写ってるのは、ホテルの近くで腕を組んだ男女のカップルと思しき2人組。もちろん、これじゃあ顔も何もわからない。拡大して表示すると、光次くんと彼女の顔がくっきりと現れた。もう逃げ場がないくらいばっちりな証拠写真だった。
「光次はアンタに誘われた、って言ってたけど?身内ってのを考慮してもこれはアレだと思うんだけど、そうじゃないって証明できる?」
「……」
簡単な問いにもかかわらず、彼女は目をそらしてしまった。
「はあ……」
ちなみに、ほのかはホントにここにいない。少なくともあたしはほのかに連絡してないし、ほかの子たちもたぶんしてないはず。
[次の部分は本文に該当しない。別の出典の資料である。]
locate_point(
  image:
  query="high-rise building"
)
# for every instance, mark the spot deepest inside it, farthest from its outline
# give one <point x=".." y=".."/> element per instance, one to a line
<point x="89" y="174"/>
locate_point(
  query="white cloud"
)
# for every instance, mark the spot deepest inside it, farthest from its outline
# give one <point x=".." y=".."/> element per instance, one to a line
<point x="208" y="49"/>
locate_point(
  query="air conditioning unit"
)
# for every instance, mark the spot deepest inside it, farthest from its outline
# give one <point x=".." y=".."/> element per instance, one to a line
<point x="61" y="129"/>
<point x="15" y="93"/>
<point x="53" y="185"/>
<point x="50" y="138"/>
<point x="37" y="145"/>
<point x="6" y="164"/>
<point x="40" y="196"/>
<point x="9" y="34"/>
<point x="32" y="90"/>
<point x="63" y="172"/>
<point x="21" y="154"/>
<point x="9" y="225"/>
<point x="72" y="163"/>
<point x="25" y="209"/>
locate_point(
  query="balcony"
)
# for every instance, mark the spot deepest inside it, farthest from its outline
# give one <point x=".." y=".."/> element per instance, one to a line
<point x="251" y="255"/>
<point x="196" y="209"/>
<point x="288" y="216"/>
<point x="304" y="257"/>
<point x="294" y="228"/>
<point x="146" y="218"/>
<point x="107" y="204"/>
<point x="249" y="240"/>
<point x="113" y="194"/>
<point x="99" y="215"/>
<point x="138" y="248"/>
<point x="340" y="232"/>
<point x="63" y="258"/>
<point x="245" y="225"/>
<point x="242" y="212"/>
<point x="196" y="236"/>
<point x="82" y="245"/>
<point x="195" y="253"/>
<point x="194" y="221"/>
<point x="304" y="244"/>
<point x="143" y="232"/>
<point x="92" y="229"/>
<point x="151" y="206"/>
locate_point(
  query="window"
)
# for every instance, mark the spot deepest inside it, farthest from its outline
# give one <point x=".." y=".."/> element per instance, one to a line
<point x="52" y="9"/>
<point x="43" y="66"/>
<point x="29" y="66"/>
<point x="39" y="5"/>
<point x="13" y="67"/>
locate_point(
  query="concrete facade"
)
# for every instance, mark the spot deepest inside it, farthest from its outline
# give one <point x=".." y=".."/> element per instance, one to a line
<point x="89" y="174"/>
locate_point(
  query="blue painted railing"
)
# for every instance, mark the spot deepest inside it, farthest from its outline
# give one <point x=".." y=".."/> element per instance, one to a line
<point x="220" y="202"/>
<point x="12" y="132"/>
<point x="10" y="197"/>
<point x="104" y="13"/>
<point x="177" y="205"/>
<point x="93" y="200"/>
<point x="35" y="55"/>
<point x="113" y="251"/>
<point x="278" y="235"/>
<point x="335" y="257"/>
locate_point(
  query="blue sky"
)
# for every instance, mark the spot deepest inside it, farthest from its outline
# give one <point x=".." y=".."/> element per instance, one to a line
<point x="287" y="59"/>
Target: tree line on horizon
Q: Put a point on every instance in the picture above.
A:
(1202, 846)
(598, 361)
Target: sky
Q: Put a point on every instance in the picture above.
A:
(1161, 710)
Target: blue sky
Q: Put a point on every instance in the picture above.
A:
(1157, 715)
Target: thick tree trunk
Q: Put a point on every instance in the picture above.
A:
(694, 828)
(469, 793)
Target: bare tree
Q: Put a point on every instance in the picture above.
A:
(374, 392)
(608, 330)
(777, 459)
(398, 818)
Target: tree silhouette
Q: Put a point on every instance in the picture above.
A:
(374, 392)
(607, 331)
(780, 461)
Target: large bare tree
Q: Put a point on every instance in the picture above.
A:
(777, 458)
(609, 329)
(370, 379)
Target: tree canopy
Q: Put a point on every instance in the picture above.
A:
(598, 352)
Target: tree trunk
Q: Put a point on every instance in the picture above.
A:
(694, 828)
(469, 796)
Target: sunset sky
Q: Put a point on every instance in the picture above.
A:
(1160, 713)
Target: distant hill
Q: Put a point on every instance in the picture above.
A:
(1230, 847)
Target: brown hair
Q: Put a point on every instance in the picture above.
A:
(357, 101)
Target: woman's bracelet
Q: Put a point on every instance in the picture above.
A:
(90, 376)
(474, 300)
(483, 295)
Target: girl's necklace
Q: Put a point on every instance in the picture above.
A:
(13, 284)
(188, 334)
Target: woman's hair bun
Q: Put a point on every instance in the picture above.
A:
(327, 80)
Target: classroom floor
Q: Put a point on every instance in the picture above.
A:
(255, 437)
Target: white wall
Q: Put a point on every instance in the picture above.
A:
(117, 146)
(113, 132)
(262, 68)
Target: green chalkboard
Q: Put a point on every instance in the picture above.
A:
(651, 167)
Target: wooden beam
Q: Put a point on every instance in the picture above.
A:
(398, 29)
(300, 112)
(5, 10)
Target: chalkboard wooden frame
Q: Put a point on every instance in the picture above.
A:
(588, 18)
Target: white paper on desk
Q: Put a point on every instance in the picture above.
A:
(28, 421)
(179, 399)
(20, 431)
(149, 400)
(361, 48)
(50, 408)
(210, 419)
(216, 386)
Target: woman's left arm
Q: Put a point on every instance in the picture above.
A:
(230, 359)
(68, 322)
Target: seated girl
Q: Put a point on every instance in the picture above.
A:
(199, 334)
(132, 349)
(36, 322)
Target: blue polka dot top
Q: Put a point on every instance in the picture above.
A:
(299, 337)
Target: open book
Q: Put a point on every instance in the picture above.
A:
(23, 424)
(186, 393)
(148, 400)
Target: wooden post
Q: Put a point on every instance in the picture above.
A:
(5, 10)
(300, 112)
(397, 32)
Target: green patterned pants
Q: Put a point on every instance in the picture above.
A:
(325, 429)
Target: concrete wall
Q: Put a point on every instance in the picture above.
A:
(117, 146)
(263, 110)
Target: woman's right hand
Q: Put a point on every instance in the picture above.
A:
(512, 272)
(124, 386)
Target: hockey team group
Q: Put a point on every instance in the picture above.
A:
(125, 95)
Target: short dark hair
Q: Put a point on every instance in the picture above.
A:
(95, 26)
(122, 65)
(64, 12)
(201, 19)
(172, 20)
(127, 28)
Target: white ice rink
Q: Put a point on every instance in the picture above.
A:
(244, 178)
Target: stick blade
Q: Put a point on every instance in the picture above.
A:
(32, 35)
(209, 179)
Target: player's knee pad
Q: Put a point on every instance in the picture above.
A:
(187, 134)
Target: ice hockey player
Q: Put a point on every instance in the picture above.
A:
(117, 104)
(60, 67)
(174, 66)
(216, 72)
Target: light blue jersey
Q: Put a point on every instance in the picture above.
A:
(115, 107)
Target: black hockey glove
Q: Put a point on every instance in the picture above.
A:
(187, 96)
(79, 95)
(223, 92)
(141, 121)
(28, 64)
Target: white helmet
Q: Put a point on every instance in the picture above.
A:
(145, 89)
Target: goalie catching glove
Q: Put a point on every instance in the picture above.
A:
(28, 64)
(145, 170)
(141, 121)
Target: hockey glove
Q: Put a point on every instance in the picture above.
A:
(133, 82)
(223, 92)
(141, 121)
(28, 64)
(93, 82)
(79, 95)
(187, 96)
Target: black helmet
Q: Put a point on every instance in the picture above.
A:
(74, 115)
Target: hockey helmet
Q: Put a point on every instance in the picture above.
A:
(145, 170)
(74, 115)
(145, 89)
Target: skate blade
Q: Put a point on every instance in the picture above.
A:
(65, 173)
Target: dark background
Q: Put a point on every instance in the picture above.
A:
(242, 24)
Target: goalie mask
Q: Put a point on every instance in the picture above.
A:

めんどくさいなぁ……、と思ってると、雫の部屋のドアが開いた。
部屋から出てきたのは麻衣。
高校にいたときは取っ替え引っ替えで付き合ってた彼女だけど、大学に入ってからかな。雰囲気が目に見えて変わってきた。卒業式のときは黒く染まっていた髪は明るいミルクティーブラウンに変わり、耳にはティアドロップのピアス。デニム生地のパンツに白のタンクトップと、軽いノリで付き合ってくれそうな見た目なのに、実はしっかりとしたお姉さん風なファッション。すっぴんなのに、メイクしてるんじゃないの?ってくらいの肌ツヤが羨ましい。
「え……まだやってんの?」
「まだってなに!?なんにもしてないんだから早く出してってば!」
「いやいや、そりゃあムリってもんでしょ」
「はあ?なんで?」
小さい子供と話すときみたいに麻衣はしゃがんだ。
「はい。じゃあ、目を閉じて。イメージしてみて」
「なにいきなり」
「いいから」
麻衣の指示にしぶしぶ彼女が目を閉じた。
「彼氏の隣に知らない女が――」
「は?なに知らない女って?ぶち殺すわ。は?なに他人の彼氏に言い寄ってんの?クソアマが」
え?なに、急に。こわ。こっわ!布団と麻紐でガッチガチに縛ってるのになんで動けるの!?しかも目!目ェ血走ってる!血走ってるよォ!!
今にも殺しにかかろうとしてる彼女に対して、麻衣はニコリと笑って言った。